Published online by Cambridge University Press: 21 January 2010
In this chapter, we introduce and study the notion of a complex structure on a differentiable or complex manifold. A complex manifold X of (complex) dimension n is a differentiable manifold locally equipped with complex-valued coordinates (called holomorphic coordinates) z1, …, zn, such that the diffeomorphisms from an open set of ℂn to an open set of ℂn given by coordinate changes are holomorphic. By the definition of a holomorphic transformation, we then see that the structure of a complex vector space on the tangent space TX,x given by the identification TX,x ≅ ℂn induced by the holomorphic coordinates z1, …, zn does not depend on the choice of holomorphic coordinates. The tangent bundle TX of a complex manifold X is thus equipped with the structure of a complex vector bundle. Such a structure is called an almost complex structure.
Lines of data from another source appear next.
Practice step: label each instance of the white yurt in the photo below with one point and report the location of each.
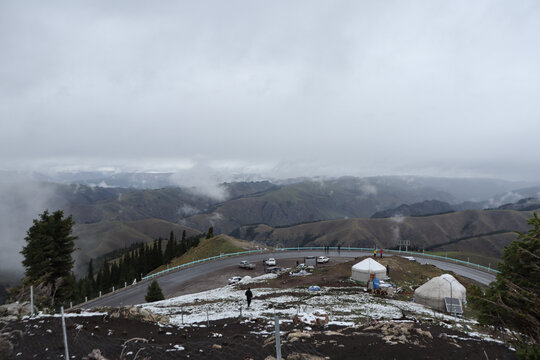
(362, 270)
(433, 292)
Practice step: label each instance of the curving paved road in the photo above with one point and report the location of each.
(170, 282)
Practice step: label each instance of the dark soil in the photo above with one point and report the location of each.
(233, 339)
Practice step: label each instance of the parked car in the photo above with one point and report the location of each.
(274, 270)
(235, 279)
(322, 260)
(246, 265)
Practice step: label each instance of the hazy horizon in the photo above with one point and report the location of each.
(310, 88)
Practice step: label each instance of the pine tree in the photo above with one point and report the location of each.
(47, 253)
(513, 300)
(154, 292)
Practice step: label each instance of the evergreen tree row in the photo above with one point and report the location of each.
(133, 264)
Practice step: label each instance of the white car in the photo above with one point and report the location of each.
(235, 279)
(322, 260)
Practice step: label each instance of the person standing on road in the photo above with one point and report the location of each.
(249, 295)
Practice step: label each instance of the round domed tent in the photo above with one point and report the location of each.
(362, 270)
(433, 292)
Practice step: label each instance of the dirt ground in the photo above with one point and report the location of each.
(236, 339)
(121, 338)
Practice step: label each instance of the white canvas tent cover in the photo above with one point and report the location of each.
(362, 270)
(433, 292)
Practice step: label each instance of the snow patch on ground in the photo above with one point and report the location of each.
(342, 309)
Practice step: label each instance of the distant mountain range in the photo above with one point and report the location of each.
(477, 231)
(293, 212)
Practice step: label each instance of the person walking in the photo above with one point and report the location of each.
(249, 296)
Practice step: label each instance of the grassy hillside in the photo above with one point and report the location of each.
(313, 201)
(221, 244)
(475, 231)
(100, 238)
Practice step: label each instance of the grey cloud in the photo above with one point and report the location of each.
(340, 88)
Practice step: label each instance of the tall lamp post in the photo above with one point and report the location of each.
(451, 297)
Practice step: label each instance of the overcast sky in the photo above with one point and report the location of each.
(283, 88)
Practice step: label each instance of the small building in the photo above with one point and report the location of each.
(363, 270)
(433, 292)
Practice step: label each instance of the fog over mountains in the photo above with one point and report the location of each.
(143, 206)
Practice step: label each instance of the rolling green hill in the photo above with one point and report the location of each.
(100, 238)
(313, 201)
(476, 231)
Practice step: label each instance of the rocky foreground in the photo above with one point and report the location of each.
(128, 334)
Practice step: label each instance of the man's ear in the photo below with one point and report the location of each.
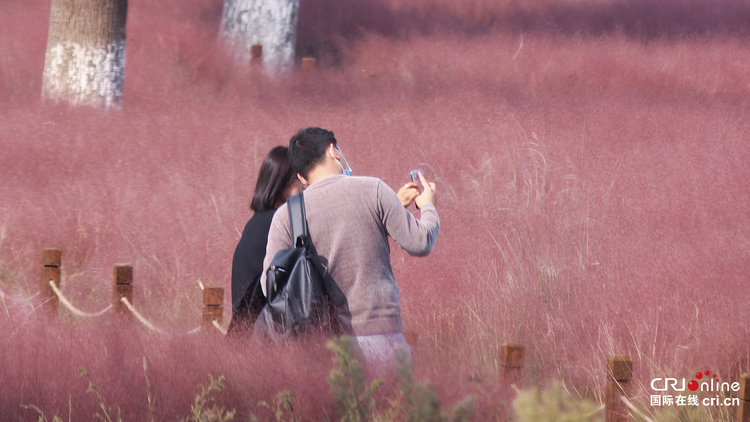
(334, 151)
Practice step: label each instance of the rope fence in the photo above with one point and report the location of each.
(617, 406)
(72, 308)
(122, 296)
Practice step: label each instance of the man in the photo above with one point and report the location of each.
(349, 221)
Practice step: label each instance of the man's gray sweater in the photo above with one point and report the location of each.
(349, 220)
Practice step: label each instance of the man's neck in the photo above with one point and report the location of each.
(321, 172)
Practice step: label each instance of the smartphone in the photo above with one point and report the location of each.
(414, 177)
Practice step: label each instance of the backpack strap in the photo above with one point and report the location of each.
(297, 219)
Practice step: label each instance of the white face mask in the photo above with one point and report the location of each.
(348, 170)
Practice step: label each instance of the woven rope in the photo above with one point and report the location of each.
(140, 318)
(72, 308)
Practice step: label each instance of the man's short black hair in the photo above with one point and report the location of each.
(308, 148)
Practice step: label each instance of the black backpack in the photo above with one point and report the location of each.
(297, 299)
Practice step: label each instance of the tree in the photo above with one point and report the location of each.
(271, 23)
(85, 59)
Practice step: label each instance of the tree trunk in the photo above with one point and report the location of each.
(271, 23)
(85, 60)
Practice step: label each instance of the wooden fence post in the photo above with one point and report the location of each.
(511, 361)
(256, 54)
(309, 64)
(619, 374)
(412, 338)
(213, 305)
(51, 261)
(743, 411)
(122, 286)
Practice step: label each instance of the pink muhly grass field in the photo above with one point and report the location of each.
(593, 190)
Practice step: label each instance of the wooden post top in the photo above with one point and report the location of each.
(511, 355)
(51, 257)
(309, 63)
(621, 367)
(213, 296)
(122, 274)
(744, 393)
(256, 51)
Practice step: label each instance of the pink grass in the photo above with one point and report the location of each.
(592, 192)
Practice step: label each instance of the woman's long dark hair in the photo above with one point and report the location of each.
(275, 174)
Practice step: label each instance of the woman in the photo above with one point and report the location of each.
(276, 182)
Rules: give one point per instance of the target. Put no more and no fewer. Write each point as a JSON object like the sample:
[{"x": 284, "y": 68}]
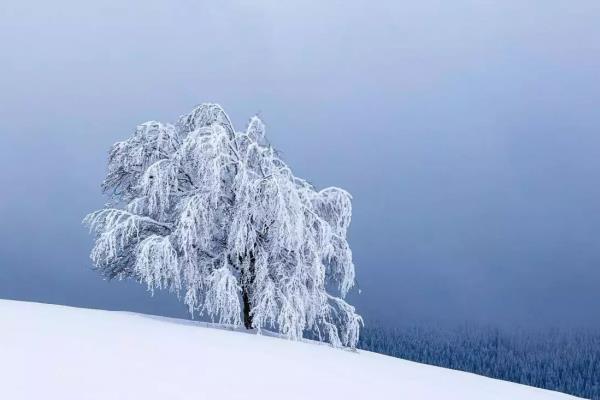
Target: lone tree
[{"x": 217, "y": 217}]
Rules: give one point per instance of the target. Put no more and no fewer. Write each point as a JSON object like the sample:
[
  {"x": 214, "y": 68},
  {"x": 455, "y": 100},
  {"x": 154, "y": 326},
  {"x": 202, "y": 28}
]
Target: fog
[{"x": 468, "y": 133}]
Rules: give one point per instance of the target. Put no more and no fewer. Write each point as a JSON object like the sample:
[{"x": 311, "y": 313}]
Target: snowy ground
[{"x": 56, "y": 352}]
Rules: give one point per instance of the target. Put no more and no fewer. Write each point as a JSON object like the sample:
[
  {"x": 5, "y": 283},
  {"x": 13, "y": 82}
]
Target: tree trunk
[
  {"x": 247, "y": 316},
  {"x": 247, "y": 283}
]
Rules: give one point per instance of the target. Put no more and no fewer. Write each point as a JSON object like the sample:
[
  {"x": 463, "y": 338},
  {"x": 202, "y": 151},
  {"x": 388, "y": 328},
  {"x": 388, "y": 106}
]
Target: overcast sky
[{"x": 468, "y": 133}]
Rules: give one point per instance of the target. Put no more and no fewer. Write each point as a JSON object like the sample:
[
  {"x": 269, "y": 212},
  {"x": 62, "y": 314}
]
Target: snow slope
[{"x": 57, "y": 352}]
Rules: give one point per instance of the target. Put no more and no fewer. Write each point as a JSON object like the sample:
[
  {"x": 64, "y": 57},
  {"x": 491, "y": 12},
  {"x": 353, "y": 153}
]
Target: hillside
[{"x": 57, "y": 352}]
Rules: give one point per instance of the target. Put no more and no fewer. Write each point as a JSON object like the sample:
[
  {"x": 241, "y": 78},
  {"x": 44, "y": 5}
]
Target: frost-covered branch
[{"x": 219, "y": 216}]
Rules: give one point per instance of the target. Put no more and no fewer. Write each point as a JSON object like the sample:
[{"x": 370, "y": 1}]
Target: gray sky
[{"x": 467, "y": 131}]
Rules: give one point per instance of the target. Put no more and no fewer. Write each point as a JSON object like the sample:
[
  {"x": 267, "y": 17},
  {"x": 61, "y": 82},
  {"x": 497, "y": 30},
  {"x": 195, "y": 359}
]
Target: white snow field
[{"x": 55, "y": 352}]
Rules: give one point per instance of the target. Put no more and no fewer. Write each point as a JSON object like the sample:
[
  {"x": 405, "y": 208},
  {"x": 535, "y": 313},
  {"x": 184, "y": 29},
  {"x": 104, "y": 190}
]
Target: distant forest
[{"x": 567, "y": 362}]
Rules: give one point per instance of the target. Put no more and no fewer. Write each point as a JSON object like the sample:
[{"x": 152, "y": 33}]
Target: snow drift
[{"x": 57, "y": 352}]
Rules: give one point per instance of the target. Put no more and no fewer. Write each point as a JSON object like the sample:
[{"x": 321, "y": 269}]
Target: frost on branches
[{"x": 217, "y": 217}]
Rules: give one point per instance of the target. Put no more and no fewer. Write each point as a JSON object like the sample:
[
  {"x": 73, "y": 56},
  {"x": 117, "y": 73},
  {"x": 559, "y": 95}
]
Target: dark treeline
[{"x": 563, "y": 361}]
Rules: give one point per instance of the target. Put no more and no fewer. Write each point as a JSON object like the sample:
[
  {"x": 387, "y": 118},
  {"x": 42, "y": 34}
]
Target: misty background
[{"x": 468, "y": 133}]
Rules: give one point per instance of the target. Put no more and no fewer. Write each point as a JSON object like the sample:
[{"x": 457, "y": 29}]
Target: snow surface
[{"x": 58, "y": 352}]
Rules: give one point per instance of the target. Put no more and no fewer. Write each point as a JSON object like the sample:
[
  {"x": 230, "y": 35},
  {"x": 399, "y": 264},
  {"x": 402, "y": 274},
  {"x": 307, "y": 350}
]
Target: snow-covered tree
[{"x": 217, "y": 217}]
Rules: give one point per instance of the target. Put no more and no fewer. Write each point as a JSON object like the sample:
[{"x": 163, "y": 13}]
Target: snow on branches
[{"x": 218, "y": 217}]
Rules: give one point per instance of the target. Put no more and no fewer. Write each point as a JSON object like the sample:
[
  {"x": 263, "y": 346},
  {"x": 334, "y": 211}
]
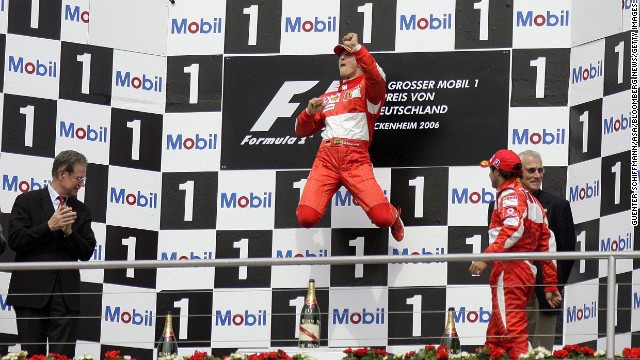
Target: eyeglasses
[
  {"x": 534, "y": 170},
  {"x": 80, "y": 179}
]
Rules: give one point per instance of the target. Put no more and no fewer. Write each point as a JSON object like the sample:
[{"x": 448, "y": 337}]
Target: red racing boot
[{"x": 397, "y": 228}]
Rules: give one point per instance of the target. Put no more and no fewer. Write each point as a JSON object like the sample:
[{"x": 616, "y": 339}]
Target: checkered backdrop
[{"x": 175, "y": 173}]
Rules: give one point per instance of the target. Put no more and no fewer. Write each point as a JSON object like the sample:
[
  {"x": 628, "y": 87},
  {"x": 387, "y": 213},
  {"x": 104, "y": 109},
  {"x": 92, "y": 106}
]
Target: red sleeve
[
  {"x": 375, "y": 82},
  {"x": 307, "y": 125}
]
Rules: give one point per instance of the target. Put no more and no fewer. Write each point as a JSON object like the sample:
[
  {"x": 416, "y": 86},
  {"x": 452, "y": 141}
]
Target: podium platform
[{"x": 321, "y": 353}]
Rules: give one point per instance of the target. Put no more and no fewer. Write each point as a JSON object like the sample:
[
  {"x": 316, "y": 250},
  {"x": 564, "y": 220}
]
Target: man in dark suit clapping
[{"x": 50, "y": 224}]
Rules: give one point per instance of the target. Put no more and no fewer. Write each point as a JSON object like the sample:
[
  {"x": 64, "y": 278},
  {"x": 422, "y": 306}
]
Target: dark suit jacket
[
  {"x": 561, "y": 223},
  {"x": 32, "y": 240}
]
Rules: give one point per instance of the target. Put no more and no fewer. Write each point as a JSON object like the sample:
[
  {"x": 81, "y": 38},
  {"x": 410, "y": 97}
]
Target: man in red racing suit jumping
[
  {"x": 518, "y": 224},
  {"x": 346, "y": 118}
]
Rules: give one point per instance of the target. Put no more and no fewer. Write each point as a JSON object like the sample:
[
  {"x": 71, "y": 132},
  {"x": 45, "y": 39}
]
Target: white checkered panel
[{"x": 186, "y": 112}]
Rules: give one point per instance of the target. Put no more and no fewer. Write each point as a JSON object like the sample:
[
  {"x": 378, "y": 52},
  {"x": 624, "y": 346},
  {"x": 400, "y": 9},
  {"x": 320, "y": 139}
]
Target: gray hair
[
  {"x": 66, "y": 161},
  {"x": 530, "y": 153}
]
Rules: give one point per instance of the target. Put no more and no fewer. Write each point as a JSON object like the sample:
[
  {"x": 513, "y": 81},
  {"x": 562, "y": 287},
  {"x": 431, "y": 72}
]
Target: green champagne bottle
[
  {"x": 450, "y": 336},
  {"x": 309, "y": 336},
  {"x": 167, "y": 345}
]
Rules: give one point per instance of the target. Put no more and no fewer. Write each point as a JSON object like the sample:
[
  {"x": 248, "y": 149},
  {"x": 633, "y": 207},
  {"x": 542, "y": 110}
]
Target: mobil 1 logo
[
  {"x": 255, "y": 29},
  {"x": 412, "y": 312},
  {"x": 95, "y": 189},
  {"x": 617, "y": 63},
  {"x": 359, "y": 242},
  {"x": 484, "y": 24},
  {"x": 421, "y": 193},
  {"x": 191, "y": 313},
  {"x": 194, "y": 83},
  {"x": 85, "y": 73},
  {"x": 585, "y": 131},
  {"x": 136, "y": 139},
  {"x": 466, "y": 240},
  {"x": 239, "y": 244},
  {"x": 189, "y": 200},
  {"x": 36, "y": 18},
  {"x": 376, "y": 19},
  {"x": 29, "y": 126},
  {"x": 588, "y": 239},
  {"x": 539, "y": 77},
  {"x": 128, "y": 244},
  {"x": 91, "y": 311},
  {"x": 616, "y": 183}
]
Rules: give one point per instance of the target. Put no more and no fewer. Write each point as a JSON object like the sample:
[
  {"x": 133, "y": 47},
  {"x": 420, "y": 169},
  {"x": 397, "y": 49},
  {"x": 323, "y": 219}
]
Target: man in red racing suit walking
[
  {"x": 346, "y": 118},
  {"x": 518, "y": 224}
]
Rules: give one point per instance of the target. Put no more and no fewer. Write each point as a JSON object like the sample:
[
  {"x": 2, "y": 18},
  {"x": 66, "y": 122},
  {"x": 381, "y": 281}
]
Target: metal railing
[{"x": 611, "y": 257}]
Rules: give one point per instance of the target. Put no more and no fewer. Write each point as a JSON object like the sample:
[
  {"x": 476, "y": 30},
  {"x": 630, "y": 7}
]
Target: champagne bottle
[
  {"x": 450, "y": 336},
  {"x": 167, "y": 345},
  {"x": 309, "y": 336}
]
After some preliminaries on manifolds and vector bundles, we turn to the proof of the Newlander–Nirenberg theorem, which characterises the almost complex structures induced as above by a complex structure. This ‘integrability’ criterion is extremely important in the study of the deformations of the complex structure of a manifold. Indeed, we could describe them as the deformations of the almost complex structure (which are essentially parametrised by a vector space of differentiable sections of a certain bundle over X) satisfying the integrability condition. This will enable us to put the structure of an infinite-dimensional manifold on this space of deformations, whose quotient by the group of diffeomorphisms of X describes the deformations of the complex structure of X up to isomorphism.